The Champignons are the digital descendents of Spencerian lettering, named for Platt Rogers Spencer, the father of proper penmanship. Mr. Spencer believed in writing business communication quickly, precisely, and by hand. His lettering method was the standard for professional correspondence until the invention of the typewriter in the 1920s. After his death in 1864, his sons published the Spencerian Key to Practical Penmanship, a volume that became a classroom standard until it was replaced by the simpler Palmer method. Pelletier brings Spencer's no-nonsense principles of legibility on screen without losing the little touches that give the Champignon fonts their handsome personality, such as when the cap R preserves the talented penman's ability to create a visually striking letter in two controlled strokes. Even the lowercase p descends and rises with deft precision. Spencer would be proud.

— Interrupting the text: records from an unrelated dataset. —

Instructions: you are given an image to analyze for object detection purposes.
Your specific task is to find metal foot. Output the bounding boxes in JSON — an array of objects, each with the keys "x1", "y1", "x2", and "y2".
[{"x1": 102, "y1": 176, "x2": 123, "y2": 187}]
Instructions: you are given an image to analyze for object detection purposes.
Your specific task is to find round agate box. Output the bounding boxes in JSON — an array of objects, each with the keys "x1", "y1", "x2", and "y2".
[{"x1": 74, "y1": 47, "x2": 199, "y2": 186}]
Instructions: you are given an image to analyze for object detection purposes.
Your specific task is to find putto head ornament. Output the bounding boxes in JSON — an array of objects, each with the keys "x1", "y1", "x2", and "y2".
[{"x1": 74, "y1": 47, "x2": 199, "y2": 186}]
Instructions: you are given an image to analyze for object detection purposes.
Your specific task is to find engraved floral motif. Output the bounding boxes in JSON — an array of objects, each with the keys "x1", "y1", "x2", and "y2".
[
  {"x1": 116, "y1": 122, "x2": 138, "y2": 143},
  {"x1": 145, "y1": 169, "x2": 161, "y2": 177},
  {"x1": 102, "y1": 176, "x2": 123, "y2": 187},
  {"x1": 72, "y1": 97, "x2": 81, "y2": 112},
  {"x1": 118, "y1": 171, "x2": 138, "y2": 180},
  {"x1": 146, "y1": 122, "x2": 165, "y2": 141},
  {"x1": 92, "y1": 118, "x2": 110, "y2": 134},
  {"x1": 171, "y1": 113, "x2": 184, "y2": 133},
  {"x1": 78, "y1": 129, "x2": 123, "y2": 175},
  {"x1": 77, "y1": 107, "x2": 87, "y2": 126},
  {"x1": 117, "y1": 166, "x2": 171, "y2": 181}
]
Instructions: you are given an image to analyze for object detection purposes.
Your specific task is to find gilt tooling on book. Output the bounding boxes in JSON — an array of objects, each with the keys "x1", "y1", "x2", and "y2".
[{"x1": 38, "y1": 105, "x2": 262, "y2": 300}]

There can be major drawbacks to bringing lettering styles online. Prepare for some handiwork of your own. Champignon and Champignon Swash have extravagant ascenders and descenders, which crop off if the text is set with tight leading. The word spacing needs tightening to hold phrases together and the letter spacing bears watching as caps often need a push to marry up with the lowercase. Periods and commas are over-scaled and need to drop in size wherever they go.

Champignon comes with full upper and lowercase sets, old style numerals, and diacritics. Punctuation styles promise an expressive pay-off: The parentheses lean towards each other ready to hug witty asides, and the question mark is poised to be the perfect gentleman even when asking the big questions. The ampersand appears to be off dancing the Tarantella. Avoid using this last mark more than once or it will steal the show. There's a slightly quieter version in the Swash set.

Champignon Swash provides some puzzling alternatives to the main set with lowercase letters that loom and curl like monkey tails and an uppercase that functions like a small cap set. To use Swashes to your advantage, set your text in Champignon first and then break out this second set for the final flourishes. Keep the point size at 72 and above, and practice restraint. A little goes a long way when you're dressing text in this style.

Pelletier has generously placed Champignon and Champignon Swash in the public domain using a General Public License (GNU). You are free to use the works in personal and commercial projects; just don't sign yourself as the fonts' creator. It didn't work for Cyrano's friend Christian de Neuvillette, either.